A total of 50 million subjects was enrolled in the Korea National Health Insurance Service (KNHIS) database and all claimed medical data between 2009 and 2020 was collected. Between 2009 and 2020, 37,883 patients were diagnosed with multiple myeloma. Among these, 17,879 patients were considered newly diagnosed patients with secure period of prior disease data collection according to the predefined protocol (i.e., main diagnosis appearing more than one time during 2011 to 2020 without any main diagnosis before 2011). The primitive control cohort included a total of 378,830 subjects, of which 133,728 were selected as final control subjects after propensity-score matching based on birth date and sex and exclusion of subjects who died before the matched index date. The study design is summarized in Fig. 1.

Figure 1
figure 1

Flow diagram outlining selection of the case and control cohorts.

Patient characteristics

The baseline demographics of both cohorts are presented in Table 1. In total, 16,716 MM patients and 133,728 individuals from the general population, defined as the case and control cohorts, respectively, were included in the analyses. The age distributions and sex ratios were similar, indicating the cohorts were well matched based on propensity scores. Among the prior disease conditions, the prevalence of congestive heart failure, autoimmune disease, chronic pulmonary disease, peptic ulcer disease, hepatic disease, renal disease, diabetes, any malignancy, and metastatic solid cancer before index date was greater in the case cohort. Also, SES was significantly different between the cohorts. A larger percentage of individuals in the case cohort had a medical beneficiary before diagnosis, and fewer percentage of patients had high SES (p-value < 0.001).

Table 1 Comparison of baseline demographics: Case cohort vs. control cohort.

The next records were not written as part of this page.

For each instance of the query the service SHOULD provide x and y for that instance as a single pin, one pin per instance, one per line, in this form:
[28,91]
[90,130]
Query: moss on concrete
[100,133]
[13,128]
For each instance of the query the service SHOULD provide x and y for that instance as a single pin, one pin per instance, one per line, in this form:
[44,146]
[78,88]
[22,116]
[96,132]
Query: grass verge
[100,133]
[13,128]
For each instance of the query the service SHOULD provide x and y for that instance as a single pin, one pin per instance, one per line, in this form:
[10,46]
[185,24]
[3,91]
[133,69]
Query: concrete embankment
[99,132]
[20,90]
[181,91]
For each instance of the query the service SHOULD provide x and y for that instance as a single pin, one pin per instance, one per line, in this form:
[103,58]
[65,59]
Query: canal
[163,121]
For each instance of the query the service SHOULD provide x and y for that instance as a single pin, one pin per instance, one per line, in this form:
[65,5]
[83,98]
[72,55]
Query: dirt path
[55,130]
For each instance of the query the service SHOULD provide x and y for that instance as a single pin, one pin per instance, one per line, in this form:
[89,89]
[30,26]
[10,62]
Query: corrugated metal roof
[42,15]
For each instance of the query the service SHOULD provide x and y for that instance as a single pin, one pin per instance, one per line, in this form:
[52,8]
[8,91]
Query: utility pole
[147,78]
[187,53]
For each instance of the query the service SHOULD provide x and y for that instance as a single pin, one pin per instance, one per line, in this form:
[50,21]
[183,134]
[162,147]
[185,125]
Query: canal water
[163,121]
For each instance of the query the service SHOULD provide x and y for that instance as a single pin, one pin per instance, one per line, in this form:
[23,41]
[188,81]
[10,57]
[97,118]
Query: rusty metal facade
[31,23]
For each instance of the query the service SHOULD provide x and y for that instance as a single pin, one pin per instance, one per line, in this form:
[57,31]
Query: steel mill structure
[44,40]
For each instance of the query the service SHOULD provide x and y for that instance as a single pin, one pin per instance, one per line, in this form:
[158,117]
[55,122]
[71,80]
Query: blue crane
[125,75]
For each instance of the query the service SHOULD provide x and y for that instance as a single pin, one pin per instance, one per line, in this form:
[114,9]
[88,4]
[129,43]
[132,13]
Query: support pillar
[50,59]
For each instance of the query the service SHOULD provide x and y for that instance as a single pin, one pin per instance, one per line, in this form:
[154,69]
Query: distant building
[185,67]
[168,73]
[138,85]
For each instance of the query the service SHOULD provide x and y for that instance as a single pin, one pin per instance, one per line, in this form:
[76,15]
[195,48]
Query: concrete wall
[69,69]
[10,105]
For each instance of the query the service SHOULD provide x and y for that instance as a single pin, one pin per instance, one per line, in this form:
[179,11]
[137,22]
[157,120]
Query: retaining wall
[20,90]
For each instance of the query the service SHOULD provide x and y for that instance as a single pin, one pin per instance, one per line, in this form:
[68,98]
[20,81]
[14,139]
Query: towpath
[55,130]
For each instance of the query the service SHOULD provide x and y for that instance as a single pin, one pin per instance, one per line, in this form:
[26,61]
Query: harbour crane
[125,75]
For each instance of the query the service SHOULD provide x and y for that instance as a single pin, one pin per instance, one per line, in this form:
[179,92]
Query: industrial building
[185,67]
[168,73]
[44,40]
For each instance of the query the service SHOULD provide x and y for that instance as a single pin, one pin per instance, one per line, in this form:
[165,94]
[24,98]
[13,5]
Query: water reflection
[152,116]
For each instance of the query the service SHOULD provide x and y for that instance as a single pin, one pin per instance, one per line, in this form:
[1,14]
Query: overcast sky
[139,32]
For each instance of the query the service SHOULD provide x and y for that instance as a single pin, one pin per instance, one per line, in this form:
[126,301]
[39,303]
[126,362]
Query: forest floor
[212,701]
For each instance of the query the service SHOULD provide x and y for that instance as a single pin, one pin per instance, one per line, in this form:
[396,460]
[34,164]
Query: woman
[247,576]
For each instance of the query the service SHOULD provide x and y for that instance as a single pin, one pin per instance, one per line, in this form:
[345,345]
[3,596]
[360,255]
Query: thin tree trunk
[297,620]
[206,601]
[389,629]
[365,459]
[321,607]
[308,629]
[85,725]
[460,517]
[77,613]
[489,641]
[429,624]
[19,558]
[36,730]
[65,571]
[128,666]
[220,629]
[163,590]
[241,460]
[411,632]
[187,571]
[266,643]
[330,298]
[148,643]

Supplementary Table S1 presents data regarding the interval time to multiple myeloma diagnosis from diagnosis of prior disease condition which showed significantly higher prevalence in the case cohort. For most prior disease condition, the median interval time was around 60–70 months, whereas renal disease showed the shortest interval time, with medians of 40.

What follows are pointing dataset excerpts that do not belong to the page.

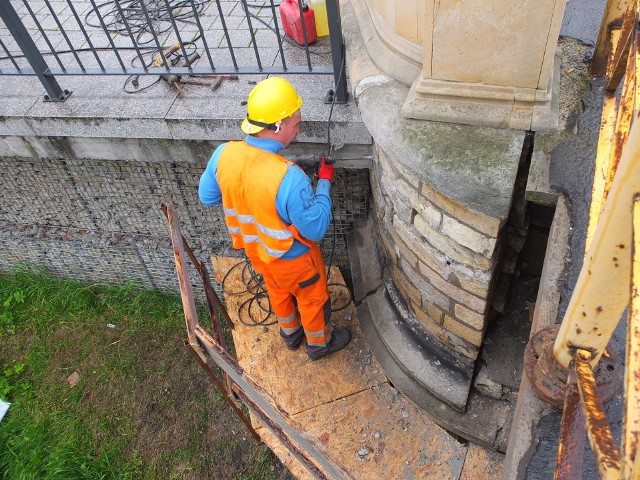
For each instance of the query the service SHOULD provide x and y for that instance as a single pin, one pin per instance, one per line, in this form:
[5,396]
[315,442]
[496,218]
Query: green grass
[143,407]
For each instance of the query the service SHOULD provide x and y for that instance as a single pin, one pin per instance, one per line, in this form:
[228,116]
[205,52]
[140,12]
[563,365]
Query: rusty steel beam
[615,124]
[222,388]
[611,21]
[631,419]
[601,293]
[570,457]
[622,42]
[602,167]
[598,430]
[306,449]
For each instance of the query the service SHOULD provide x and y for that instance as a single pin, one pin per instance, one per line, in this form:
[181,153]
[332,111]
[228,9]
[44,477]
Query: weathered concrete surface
[582,19]
[474,166]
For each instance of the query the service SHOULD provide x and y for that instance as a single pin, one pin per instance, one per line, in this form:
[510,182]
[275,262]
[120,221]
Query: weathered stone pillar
[446,89]
[488,62]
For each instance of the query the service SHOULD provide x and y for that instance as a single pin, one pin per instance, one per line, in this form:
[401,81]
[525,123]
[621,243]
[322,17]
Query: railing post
[30,50]
[337,54]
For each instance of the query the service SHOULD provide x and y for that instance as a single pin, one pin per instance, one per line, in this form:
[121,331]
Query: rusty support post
[213,302]
[572,434]
[600,437]
[186,289]
[631,423]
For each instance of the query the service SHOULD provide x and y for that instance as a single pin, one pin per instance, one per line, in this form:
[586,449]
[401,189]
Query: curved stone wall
[440,255]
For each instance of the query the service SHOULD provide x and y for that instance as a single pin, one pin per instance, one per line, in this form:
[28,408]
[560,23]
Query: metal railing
[609,281]
[161,37]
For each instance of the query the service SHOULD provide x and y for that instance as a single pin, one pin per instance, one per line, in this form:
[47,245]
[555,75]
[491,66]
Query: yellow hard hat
[270,101]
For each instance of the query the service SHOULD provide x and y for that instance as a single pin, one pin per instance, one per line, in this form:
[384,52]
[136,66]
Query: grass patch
[142,408]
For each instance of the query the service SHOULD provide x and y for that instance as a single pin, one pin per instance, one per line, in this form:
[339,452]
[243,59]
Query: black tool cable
[148,17]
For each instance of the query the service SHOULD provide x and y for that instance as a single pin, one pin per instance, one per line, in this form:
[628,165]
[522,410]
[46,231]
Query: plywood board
[343,401]
[378,434]
[290,377]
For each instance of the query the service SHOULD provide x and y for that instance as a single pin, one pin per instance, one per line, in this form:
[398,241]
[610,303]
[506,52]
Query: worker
[272,212]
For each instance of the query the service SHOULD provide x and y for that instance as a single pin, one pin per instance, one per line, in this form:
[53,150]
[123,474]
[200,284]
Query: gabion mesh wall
[100,220]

Univariate and multivariate analyses

Eighteen variables including history of prior disease condition diagnosis and SES before diagnosis were considered relevant to the diagnosis of MM and were tested for significance on development of MM using univariate logistic regression. From this analysis, 12 prior disease conditions and SES were identified as candidate predictors (Supplementary Table S2). In the evaluation of multicollinearity among the variables considered for our multivariate logistic regression analysis, VIF did not exceed the threshold value of 5 for any predictor, indicating no significant multicollinearity concerns in our model (Supplementary Table S3). Multivariate logistic regression was then performed using those predictors, and 8 prior disease conditions and SES were selected for the final model. Among 12 prior disease conditions that were significant variables in univariate analyses, four prior disease conditions (cerebrovascular disease, diabetes without chronic complications, diabetes with chronic complications, and peripheral vascular disease) were excluded during the stepwise multivariate analysis because including them did not improve the prediction performance of the model based on AIC values. The result of multivariate analysis is shown in Table 2 including odds ratio and beta coefficient (95% CI) of each covariate. In the final model, the history of renal diseases and SES at MM diagnosis had the highest odds ratio of 2.06 and 1.76 respectively.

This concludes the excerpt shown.